Mind you you still need them in some cases.
I don't remember where I saw this first, but a better approach to a modal dialog is often to allow an easy to find and use "undo" capability. Windows Explorer actually does both when you delete a file. It asks for confirmation (modal dialog), then, immediately after deleting the file, the Edit menu has an "Undo Delete" option. just a simple way to access the Recycle Bin, for sure, but in this case, Microsoft really could have just done away with the dialog.
The point being, you can often do without the dialog with a bit of thinking, and perhaps a bit of extra code, but it's just too easy an option for a lazy, or perhaps, more generously, a time-constrained developer.
That said, sometimes you really want a dialog. Think about all of the options on a typical Print dialog. Which printer? All pages, or just a few? How many copies? I don't know how you'd do that without a dialog box...
Noboy reads them, and they interrupt the program flow. Often when used as error notification they are the precurrsor to a program failure. By the time the user realizes what is going on, the message is gone and they are left to recall or invent the message as best they can.
Personally I think it depends entirely on how it is done.
Try copying 10 files where every file exists in the target directory, do it using Windows Explorer.
Is a single modal dialog for each file really the correct answer in such an operation. I know you have "Yes to all", but the entire loop system should've been built differently.

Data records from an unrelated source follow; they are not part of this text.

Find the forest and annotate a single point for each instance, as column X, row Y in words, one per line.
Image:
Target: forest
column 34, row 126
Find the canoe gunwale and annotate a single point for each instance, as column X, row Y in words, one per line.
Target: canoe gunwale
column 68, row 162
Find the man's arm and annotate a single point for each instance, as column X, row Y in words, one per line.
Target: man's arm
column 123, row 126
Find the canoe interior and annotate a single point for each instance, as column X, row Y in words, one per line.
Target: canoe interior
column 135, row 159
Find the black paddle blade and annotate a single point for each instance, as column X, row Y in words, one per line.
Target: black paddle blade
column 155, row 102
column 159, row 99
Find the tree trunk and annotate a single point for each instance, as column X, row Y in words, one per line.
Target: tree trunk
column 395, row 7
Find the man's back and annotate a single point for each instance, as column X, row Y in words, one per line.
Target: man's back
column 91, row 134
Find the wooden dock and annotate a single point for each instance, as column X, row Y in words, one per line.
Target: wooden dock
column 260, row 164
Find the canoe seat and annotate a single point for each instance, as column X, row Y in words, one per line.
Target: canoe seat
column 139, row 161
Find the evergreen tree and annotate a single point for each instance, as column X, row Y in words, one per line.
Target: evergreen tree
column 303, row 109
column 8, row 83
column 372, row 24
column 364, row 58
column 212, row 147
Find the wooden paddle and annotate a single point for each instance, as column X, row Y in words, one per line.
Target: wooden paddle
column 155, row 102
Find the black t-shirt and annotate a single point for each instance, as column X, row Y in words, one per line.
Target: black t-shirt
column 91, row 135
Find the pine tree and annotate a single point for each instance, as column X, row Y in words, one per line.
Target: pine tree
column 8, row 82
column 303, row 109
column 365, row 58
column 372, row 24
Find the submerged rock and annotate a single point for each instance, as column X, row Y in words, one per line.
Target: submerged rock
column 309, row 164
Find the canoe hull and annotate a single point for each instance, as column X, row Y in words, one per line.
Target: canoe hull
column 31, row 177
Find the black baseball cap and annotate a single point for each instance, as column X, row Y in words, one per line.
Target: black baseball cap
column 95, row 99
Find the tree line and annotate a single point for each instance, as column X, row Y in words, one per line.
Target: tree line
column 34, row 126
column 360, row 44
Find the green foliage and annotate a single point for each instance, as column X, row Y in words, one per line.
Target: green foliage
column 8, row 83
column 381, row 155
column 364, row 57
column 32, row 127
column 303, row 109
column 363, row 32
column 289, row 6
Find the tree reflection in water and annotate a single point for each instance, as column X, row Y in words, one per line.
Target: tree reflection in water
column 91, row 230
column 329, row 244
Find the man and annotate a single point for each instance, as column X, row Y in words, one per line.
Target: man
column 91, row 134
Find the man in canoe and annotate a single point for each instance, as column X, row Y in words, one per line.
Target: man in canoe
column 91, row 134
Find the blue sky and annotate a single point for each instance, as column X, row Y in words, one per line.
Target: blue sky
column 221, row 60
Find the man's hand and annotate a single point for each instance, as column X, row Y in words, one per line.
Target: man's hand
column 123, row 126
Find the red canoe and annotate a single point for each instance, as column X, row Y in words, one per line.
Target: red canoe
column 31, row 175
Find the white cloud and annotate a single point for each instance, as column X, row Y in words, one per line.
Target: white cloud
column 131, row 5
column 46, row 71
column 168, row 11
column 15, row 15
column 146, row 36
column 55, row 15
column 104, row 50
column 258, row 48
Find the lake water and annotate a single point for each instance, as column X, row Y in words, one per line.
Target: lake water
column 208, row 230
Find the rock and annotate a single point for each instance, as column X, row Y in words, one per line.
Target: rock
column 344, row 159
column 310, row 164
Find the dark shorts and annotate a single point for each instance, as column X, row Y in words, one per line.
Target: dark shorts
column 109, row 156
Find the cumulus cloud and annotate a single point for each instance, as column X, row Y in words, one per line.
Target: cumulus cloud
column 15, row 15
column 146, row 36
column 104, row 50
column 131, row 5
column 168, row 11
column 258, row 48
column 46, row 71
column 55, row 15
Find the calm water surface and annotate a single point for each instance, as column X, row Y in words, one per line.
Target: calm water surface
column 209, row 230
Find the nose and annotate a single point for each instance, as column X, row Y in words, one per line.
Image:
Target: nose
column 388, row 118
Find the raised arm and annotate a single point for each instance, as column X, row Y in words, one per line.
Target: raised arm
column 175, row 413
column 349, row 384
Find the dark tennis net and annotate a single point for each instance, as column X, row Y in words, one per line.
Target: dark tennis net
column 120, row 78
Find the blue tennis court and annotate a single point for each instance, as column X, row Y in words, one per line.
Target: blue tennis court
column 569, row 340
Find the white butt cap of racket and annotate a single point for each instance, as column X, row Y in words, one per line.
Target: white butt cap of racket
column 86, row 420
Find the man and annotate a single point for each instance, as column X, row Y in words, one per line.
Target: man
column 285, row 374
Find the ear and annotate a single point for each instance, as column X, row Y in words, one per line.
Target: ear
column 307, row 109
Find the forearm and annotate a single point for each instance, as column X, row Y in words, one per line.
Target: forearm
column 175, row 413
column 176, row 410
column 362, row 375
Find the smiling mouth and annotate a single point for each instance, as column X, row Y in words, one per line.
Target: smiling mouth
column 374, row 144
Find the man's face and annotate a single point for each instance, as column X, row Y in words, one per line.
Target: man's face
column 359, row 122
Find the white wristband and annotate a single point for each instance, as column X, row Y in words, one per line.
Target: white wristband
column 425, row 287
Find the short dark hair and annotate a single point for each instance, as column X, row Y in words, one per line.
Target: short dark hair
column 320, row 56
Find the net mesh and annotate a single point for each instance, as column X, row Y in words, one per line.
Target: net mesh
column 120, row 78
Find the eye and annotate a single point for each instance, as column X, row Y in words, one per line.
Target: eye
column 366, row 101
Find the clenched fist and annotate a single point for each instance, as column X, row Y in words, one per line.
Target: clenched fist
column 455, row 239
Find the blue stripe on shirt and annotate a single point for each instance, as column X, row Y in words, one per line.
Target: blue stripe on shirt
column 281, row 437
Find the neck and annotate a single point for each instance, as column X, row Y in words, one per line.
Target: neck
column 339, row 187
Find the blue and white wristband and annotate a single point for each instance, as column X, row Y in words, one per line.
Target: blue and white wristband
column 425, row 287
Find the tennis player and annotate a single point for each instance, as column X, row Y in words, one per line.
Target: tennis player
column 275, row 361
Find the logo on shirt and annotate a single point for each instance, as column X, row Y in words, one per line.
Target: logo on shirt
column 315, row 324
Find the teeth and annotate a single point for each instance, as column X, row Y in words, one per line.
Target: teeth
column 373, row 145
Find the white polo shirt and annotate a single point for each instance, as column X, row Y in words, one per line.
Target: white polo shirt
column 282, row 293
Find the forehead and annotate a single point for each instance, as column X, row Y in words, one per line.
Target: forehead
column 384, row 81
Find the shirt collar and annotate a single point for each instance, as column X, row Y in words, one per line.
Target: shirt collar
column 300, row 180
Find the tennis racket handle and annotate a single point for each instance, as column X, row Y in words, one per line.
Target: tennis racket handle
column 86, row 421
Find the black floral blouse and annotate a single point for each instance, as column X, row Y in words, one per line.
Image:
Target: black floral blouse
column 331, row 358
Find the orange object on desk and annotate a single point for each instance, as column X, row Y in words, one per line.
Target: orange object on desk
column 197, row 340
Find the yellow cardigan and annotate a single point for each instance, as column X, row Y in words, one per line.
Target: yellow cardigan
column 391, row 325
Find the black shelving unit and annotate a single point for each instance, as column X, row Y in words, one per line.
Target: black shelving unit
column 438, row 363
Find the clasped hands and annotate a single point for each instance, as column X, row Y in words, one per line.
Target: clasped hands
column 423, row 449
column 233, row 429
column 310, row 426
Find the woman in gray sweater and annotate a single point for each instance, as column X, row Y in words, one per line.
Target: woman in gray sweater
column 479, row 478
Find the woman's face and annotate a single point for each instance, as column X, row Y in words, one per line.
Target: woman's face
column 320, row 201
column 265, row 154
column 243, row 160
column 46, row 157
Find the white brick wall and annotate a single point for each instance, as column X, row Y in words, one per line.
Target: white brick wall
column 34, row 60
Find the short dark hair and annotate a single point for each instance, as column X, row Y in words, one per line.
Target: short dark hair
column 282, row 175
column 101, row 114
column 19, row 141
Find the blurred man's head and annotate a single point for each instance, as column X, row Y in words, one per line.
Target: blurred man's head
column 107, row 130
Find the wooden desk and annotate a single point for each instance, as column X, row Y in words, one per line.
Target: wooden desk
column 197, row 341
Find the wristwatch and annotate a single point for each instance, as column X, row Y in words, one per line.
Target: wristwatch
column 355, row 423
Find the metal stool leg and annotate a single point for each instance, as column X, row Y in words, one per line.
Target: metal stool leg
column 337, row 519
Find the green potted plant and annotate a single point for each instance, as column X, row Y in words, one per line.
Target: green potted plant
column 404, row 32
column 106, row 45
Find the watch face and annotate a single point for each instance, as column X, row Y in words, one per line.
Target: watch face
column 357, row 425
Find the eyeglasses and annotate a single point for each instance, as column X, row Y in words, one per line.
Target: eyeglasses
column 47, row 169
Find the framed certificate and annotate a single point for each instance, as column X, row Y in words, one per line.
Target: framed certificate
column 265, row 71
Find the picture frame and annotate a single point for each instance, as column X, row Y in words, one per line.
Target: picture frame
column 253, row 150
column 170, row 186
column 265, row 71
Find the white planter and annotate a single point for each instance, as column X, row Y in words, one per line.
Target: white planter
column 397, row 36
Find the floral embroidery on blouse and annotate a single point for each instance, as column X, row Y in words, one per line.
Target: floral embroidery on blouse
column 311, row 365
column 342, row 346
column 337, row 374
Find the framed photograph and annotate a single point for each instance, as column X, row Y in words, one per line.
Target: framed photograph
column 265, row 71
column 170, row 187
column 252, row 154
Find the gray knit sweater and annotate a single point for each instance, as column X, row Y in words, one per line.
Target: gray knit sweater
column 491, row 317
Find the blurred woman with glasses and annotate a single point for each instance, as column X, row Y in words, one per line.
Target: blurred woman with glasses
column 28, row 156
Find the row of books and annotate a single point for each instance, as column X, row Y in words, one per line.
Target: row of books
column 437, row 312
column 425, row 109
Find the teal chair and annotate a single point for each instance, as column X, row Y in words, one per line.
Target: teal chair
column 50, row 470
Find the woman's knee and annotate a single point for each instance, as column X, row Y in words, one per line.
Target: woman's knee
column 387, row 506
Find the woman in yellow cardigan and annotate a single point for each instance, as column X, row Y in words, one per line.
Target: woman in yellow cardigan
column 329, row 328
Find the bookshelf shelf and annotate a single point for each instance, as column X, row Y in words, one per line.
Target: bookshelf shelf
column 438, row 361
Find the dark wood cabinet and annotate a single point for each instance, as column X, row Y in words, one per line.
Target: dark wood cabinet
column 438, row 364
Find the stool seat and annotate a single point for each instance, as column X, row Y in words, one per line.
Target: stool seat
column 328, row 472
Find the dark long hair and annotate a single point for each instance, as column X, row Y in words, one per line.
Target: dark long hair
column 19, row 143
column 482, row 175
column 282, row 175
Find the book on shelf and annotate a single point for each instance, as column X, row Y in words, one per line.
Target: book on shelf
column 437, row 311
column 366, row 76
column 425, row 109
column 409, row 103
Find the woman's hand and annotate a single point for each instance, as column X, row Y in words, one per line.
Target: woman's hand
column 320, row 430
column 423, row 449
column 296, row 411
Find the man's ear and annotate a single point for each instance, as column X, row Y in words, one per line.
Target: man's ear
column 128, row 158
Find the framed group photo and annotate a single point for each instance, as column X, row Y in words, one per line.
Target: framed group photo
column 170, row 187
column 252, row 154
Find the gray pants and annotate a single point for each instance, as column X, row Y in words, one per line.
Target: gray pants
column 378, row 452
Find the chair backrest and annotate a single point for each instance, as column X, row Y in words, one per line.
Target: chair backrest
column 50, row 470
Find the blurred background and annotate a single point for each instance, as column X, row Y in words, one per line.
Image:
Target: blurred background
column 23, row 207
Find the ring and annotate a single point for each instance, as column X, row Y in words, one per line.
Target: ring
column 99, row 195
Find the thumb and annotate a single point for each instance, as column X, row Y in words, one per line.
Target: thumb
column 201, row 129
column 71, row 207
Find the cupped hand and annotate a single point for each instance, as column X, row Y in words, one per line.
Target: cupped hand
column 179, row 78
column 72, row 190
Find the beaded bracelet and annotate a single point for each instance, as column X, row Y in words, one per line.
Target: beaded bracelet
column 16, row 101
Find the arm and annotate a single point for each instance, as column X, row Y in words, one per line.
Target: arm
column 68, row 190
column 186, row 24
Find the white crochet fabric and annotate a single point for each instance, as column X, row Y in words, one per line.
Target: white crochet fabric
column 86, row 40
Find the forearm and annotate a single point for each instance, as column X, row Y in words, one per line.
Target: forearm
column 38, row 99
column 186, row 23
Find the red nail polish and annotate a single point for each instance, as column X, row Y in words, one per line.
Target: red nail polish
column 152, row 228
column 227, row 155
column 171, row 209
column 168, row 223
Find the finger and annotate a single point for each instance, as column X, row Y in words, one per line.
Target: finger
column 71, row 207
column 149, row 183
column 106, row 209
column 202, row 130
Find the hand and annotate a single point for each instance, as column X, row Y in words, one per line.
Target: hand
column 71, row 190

It should've gathered all the files that exists into one big list and asked once "What do you want to do with these files", and then let me decide for each file down the list what to do before clicking OK and resuming the operation.
And lots of times dialog boxes just interrupt the normal workflow.
And yes, people don't read dialog boxes. So a golden tip if you must use a dialog box is to reword it.
Instead of "Do you want to delete this row in the database?", try wording it so that you're asking (but this isn't worded right) "Do you want to not delete this row in the database?" This way, if they just hit Yes, which is the typical response from a user who just wants to get on with it, they'll end up doing nothing.